The fact that the film is produced by Big’s mom, Voletta Wallace, Bad Boy founder Sean “P. Diddy” Combs and Big’s two managers, Mark Pitts and Wayne Barrow, lends a true mark of authenticity to the screenplay. What you see is pretty close to what actually happened (if not what really happened), which makes the film that much more exciting to watch.

All of Biggie’s main squeezes are terrific, especially Antonique Smith as Faith Evans and Naturi Naughton (formerly of the R&B trio 3LW) as Lil’ Kim. And the best part, Christopher “CJ” Wallace, Jr., Biggie’s real-life son with Evans, plays little Biggie.

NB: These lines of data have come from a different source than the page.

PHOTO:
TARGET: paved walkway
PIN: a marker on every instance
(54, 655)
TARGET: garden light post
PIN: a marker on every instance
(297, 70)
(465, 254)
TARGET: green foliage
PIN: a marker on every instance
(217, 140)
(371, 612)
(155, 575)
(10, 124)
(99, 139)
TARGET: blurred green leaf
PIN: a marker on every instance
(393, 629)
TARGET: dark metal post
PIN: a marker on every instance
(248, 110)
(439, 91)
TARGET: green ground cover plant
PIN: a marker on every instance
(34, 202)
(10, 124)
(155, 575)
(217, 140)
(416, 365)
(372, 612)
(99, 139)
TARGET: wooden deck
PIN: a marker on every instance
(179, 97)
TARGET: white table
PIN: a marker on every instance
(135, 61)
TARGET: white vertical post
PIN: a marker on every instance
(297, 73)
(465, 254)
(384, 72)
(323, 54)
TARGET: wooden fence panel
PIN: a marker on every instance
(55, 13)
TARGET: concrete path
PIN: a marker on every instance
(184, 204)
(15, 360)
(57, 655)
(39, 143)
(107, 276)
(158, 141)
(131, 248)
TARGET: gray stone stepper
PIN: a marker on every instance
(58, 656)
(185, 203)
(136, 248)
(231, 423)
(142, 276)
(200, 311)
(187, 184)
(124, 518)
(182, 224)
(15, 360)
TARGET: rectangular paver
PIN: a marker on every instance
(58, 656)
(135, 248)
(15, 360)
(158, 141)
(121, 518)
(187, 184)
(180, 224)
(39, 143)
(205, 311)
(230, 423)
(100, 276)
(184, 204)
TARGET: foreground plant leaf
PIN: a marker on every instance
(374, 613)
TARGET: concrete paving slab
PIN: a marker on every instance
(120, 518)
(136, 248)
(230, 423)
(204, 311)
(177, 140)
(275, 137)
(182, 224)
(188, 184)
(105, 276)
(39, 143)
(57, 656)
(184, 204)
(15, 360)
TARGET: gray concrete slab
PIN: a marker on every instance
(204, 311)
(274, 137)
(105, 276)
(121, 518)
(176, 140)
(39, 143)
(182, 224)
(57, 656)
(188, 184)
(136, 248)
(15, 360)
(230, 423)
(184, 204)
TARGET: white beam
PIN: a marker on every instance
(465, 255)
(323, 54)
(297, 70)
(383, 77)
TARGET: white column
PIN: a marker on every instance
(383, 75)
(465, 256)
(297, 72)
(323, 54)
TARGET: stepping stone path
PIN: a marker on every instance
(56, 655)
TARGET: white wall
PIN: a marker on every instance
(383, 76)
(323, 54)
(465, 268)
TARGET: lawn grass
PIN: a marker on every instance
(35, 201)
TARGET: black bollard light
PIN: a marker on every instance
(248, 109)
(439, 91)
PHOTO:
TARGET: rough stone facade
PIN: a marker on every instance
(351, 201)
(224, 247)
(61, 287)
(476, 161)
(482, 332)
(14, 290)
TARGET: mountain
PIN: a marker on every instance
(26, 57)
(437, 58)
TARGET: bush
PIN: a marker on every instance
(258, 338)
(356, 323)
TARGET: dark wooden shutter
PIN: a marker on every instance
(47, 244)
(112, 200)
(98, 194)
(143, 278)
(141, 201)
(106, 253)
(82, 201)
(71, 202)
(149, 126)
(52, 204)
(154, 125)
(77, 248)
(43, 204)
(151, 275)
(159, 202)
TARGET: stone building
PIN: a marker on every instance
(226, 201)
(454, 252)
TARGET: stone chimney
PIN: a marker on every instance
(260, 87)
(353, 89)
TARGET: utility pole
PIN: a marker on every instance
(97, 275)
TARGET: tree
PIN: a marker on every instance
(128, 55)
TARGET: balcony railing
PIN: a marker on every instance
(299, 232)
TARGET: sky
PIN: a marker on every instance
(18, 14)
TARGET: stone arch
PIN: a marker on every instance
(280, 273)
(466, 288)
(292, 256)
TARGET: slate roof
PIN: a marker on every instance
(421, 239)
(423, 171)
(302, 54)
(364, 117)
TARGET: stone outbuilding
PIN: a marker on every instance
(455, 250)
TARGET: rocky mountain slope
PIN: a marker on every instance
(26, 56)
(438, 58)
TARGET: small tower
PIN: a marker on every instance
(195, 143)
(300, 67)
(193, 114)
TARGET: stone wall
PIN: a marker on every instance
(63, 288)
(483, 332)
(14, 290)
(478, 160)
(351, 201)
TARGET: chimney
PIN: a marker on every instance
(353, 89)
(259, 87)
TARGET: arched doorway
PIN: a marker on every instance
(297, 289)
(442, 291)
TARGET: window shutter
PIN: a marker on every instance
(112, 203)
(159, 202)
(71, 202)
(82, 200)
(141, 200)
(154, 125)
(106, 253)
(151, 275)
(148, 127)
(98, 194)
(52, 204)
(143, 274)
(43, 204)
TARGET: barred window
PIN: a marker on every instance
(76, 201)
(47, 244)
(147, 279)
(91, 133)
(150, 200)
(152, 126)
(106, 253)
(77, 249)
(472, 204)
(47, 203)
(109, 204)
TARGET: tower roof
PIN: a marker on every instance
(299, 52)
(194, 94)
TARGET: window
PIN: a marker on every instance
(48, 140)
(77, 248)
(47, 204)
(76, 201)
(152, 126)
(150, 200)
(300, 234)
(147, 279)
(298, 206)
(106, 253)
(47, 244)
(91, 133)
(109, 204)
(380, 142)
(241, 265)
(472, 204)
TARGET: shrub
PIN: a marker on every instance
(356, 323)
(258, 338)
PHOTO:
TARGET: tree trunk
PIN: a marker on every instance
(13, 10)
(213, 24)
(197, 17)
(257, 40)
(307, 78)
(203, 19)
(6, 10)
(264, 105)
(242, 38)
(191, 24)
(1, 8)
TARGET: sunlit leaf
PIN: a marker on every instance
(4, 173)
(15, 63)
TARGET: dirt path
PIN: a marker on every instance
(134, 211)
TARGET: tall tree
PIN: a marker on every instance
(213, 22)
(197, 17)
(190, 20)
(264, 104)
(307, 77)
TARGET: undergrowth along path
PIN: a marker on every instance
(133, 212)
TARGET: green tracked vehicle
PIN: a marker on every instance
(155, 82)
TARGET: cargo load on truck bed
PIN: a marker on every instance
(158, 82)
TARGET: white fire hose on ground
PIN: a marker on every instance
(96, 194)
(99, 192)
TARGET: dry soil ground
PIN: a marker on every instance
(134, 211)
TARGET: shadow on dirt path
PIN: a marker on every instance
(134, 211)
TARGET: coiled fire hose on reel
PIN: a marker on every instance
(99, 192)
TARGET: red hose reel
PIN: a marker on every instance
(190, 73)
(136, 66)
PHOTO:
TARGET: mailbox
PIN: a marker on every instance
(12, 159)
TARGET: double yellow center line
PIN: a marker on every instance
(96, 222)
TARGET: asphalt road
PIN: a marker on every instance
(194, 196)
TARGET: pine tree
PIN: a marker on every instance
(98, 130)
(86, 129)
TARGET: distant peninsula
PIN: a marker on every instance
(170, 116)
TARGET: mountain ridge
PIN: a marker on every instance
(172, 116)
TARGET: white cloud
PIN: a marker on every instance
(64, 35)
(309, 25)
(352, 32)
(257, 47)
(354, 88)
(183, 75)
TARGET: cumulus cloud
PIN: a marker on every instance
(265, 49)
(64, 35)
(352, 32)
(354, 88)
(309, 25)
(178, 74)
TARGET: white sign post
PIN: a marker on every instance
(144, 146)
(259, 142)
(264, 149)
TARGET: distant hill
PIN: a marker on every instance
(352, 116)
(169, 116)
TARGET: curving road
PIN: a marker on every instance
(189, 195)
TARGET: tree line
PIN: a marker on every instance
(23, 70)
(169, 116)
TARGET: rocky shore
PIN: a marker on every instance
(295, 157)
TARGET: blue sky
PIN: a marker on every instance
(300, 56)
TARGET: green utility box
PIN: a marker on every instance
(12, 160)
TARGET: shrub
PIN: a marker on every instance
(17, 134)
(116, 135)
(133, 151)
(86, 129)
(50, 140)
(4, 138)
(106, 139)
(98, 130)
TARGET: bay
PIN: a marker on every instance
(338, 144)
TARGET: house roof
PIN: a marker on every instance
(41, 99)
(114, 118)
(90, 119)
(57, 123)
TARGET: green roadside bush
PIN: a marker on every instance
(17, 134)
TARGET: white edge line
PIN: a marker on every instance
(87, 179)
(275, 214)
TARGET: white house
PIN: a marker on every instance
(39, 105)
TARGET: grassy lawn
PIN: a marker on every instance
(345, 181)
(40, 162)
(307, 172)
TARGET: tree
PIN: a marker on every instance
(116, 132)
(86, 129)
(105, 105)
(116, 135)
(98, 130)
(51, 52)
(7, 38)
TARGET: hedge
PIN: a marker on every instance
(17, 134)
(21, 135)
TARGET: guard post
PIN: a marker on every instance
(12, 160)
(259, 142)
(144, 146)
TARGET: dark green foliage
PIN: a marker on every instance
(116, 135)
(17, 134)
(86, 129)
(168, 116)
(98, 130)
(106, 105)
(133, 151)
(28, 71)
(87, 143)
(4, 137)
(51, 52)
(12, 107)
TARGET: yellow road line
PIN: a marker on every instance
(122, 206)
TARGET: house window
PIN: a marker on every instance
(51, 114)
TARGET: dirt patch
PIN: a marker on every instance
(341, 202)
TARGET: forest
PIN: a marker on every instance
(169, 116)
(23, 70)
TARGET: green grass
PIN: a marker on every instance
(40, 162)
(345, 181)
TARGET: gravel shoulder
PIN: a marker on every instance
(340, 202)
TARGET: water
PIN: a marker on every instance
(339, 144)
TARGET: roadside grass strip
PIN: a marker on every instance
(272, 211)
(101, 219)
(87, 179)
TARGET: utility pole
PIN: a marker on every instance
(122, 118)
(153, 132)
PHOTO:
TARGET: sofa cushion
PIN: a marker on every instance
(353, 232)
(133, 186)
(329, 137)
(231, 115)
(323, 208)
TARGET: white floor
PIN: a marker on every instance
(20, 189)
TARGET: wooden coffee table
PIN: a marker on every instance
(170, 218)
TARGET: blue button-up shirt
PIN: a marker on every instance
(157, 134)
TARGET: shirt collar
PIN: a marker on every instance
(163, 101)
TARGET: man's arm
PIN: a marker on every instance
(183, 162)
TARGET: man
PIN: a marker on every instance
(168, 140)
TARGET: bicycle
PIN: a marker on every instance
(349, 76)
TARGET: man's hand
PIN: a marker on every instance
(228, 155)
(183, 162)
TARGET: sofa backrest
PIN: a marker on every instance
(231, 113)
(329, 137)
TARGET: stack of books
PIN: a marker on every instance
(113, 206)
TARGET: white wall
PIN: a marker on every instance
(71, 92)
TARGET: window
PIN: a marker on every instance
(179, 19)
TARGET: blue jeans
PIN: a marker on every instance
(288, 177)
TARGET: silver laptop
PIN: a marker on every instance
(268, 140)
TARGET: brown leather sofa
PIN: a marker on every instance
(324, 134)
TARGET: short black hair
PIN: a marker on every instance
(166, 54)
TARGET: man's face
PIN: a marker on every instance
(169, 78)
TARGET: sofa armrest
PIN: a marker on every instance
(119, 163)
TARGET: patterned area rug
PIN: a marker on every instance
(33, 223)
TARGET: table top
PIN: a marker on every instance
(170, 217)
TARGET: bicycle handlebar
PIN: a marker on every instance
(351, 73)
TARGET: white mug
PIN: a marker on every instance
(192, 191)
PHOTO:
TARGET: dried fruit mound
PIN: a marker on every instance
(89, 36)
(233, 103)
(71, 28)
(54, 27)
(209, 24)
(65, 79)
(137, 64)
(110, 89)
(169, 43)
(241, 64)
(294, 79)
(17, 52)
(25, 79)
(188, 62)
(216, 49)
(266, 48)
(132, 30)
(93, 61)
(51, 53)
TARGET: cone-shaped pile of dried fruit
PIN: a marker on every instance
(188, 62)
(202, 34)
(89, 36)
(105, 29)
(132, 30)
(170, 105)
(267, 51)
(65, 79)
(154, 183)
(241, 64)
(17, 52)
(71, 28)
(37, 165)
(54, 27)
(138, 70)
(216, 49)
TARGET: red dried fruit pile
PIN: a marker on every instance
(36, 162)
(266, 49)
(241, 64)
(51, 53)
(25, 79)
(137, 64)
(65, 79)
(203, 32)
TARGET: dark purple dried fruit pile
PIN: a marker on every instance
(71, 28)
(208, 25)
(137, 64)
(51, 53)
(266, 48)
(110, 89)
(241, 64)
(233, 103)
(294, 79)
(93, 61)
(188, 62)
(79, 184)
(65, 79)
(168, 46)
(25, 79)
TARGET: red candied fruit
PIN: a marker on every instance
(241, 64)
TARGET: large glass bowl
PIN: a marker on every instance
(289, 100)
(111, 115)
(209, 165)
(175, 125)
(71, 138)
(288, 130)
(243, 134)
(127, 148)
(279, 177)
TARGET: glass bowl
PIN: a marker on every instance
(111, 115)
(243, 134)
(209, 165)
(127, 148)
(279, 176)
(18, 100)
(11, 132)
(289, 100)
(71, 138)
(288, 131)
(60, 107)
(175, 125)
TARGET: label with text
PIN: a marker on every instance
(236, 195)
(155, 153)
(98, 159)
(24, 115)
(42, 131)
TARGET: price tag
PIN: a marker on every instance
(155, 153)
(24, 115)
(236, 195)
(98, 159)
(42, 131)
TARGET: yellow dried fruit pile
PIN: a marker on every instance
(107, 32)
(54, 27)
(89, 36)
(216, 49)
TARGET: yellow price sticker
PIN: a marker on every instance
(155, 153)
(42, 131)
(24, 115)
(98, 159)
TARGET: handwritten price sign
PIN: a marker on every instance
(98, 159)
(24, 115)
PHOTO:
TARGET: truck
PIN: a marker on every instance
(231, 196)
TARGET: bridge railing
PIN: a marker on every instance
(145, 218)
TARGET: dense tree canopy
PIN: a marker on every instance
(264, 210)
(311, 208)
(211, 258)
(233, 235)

Notorious sprang up at a time when East Coast hip-hop needed a star. He was from the streets, repped the streets and was embraced by the streets. Unfortunately, he was taken from the streets at age 24.

The twisted irony is that his album titles (his second CD – a double-disc – was released 15 days before his death) predicted his destiny: Ready to Die and Life After Death.

Grade: A

Notorious releases in theaters Jan. 16.